Вильям Каунитц - Подозреваемые
— Я буду очень признателен вам, если удастся что-нибудь сделать, — сказал Макмахон.
— Я попытаюсь.
Потом позвонил Фрэнки Ланго из районного отдела служебных расследований. Он тоже интересовался, можно ли что-либо предпринять, и заверял, что будет очень признателен. Третьим был дежурный капитан, который приказал Скэнлону разобраться и доложить о результатах своего расследования.
Скэнлон решил позвонить знакомому офицеру в 49-й участок, чтобы узнать, что за тип этот Макмахон.
— Когда он трезвый, он просто джентльмен. Но когда он, не дай Бог, напьется, то становится невыносим.
Примерно через час позвонили из службы безопасности и сообщили, что следователи оценили ущерб, нанесенный пальбой Макмахона. Убитых и раненых нет, больших повреждений не обнаружено. Скэнлон поблагодарил сержанта и пошел в дежурку. Задержанный поник в кресле и бормотал:
— У, Служба гребаная!
Скэнлон остановился перед ним и посмотрел в его пьяные глаза.
— Чо уставился? — сказал Макмахон заплетающимся языком.
— Хочу посмотреть на тебя. Никогда не встречал такого придурка.
— Сам ты придурок, грязный лейтенант. Ты не смеешь указывать мне.

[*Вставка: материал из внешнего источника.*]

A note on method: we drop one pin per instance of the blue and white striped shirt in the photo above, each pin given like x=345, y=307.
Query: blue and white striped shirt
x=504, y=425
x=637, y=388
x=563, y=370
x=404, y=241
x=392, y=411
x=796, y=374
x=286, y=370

Скэнлон сел в кресло и сказал:
— Да, я грязный лейтенант, от которого зависит твоя дальнейшая судьба.
— Я ничего не делал. Вызовите мне защитника.
Скэнлон рассмеялся в пьяную рожу.
— Ничего не делал? Сейчас я тебе перечислю твои выходки. Ты шесть раз выпалил из своего пистолета. Рядом находились ни в чем не повинные люди. Таким образом, ты создал обстановку повышенной опасности для окружающих. В общем, это тянет на уголовное дело.
Макмахон уставился на свои ботинки. Его щеки побагровели. Он повертел головой.
— Я уже четырнадцать лет в полиции. У меня семья…
— Но ты почему-то не думал об этом, когда размахивал пистолетом. — Скэнлон кивнул Броуди. — Допроси его и не забудь ознакомить с правами.
Он повернулся и ушел к себе в кабинет. Там сидела Хиггинс, красившая ногти.
— Браво, Лу, у вас это неплохо получается.
Макмахон просунул голову в дверь.
— Пожалуйста, Лу, у меня семья. Я все для тебя сделаю. Пожалуйста.
Скэнлон взглянул на него. Как много трагедий происходит из-за таких вот полицейских. Слишком много. В таких случаях Скэнлон всегда думал о том, каково их детям и женам. Он сразу вспоминал, как пьяный отец бил его, возвращаясь с дежурства.
— Слушай, ты — полицейский офицер. Ты обязан прежде всего защищать людей, а не наоборот.
— Лу, я себя не помнил… Я… это никогда не повторится, — пролепетал Макмахон дрожащим голосом.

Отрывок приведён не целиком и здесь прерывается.